11B : Ce fut vraiment un moment décisif. Le succès du jeu a contribué à renforcer notre confiance, et notre conscience de soi en ce qui concerne le chemin que nous voulions prendre avec nos jeux. Et pour des raisons purement pratiques, le succès financier nous a donné la possibilité de croître régulièrement et de construire une entreprise sur des bases solides.
Nous avons fini par soutenir le jeu avec du nouveau contenu pendant cinq ans après son lancement et, bien que la mise à jour de The Final Cut soit le dernier chapitre de cette histoire, This War of Mine restera toujours un jeu très spécial dans le cœur de tous ceux qui travaillent dans nos studios.
- Et dans l’équipe, vous jouez à quels jeux ?
11B : Nous aimons vraiment jouer à toutes sortes de jeux. Des superproductions AAA aux indés en tous genres. Je vais parler au nom de l’équipe qui, ici, est un peu nerd à sa façon. Certains jouent à des jeux artistiques de niche, d’autres aiment les stratégies hardcore avec des interfaces à n’en plus finir, d’autres encore préfèrent les aventures classiques en point’n click, ou les jeux d’aventure-action en FPS.
Nous essayons également d’entretenir des relations étroites et amicales avec certaines équipes indépendantes dont nous aimons particulièrement les jeux, que nous ne citerons pas de peur d’oublier quelqu’un ! Toutefois, nous publions des informations sur certains des lancements dans nos médias sociaux pour maintenir le sentiment que nous poussons ce chariot de l’industrie du jeu ensemble, et non pas chacun dans sa propre direction.
- Un mot pour les personnes qui ne connaissent pas encore votre jeu ?
11B : Si vous n’avez pas encore essayé This War of Mine et que vous souhaitez vous plonger dans un jeu qui vous fait vivre une facette différente de la guerre, en incarnant des gens ordinaires, alors sautez le pas ! Laissez-moi également vous donner quelques informations sur l’équipe : ici, dans les studios 11 bit, nous faisons de notre mieux pour vous offrir des expériences significatives. Et cela ne veut pas dire que tous nos jeux sont dépressifs et sombres.

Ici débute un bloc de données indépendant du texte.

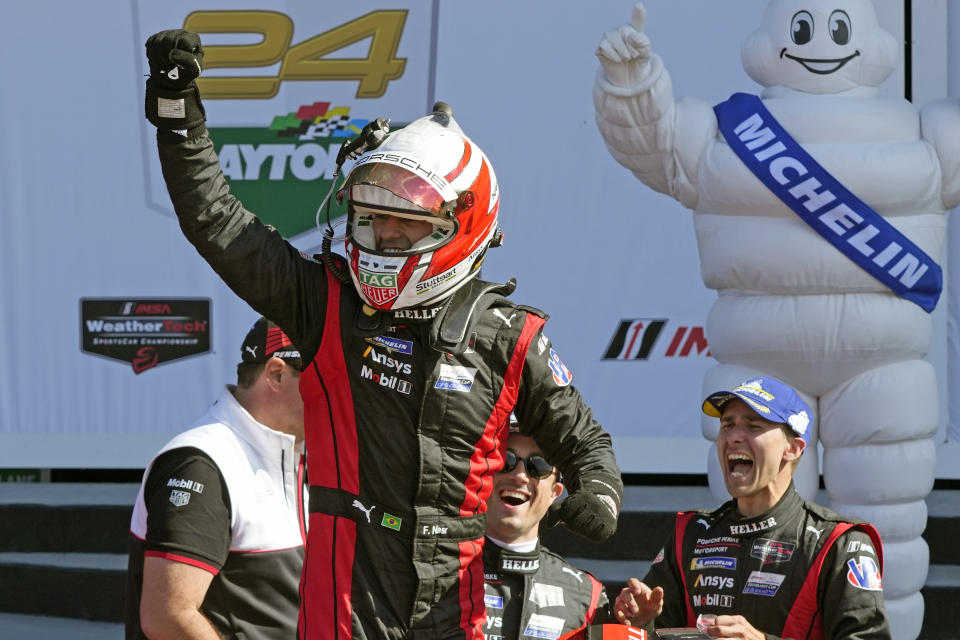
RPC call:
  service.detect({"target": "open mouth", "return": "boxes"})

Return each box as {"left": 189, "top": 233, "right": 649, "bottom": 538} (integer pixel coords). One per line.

Parmi les jeux que nous réalisons, nous publions ceux qui sont réalisés par des studios avec lesquels nous partageons une sensibilité artistique. Moonlighter de Digital Sun et Children of Morta de Dead Mage ont été nos premiers grands succès dans ce domaine. Et nous ne nous arrêterons pas là. Nous prenons de la vitesse, avec trois projets internes en cours de développement, à côté de trois projets d’édition réalisés par des développeurs externes. Vous entendrez donc beaucoup parler de nous à l’avenir.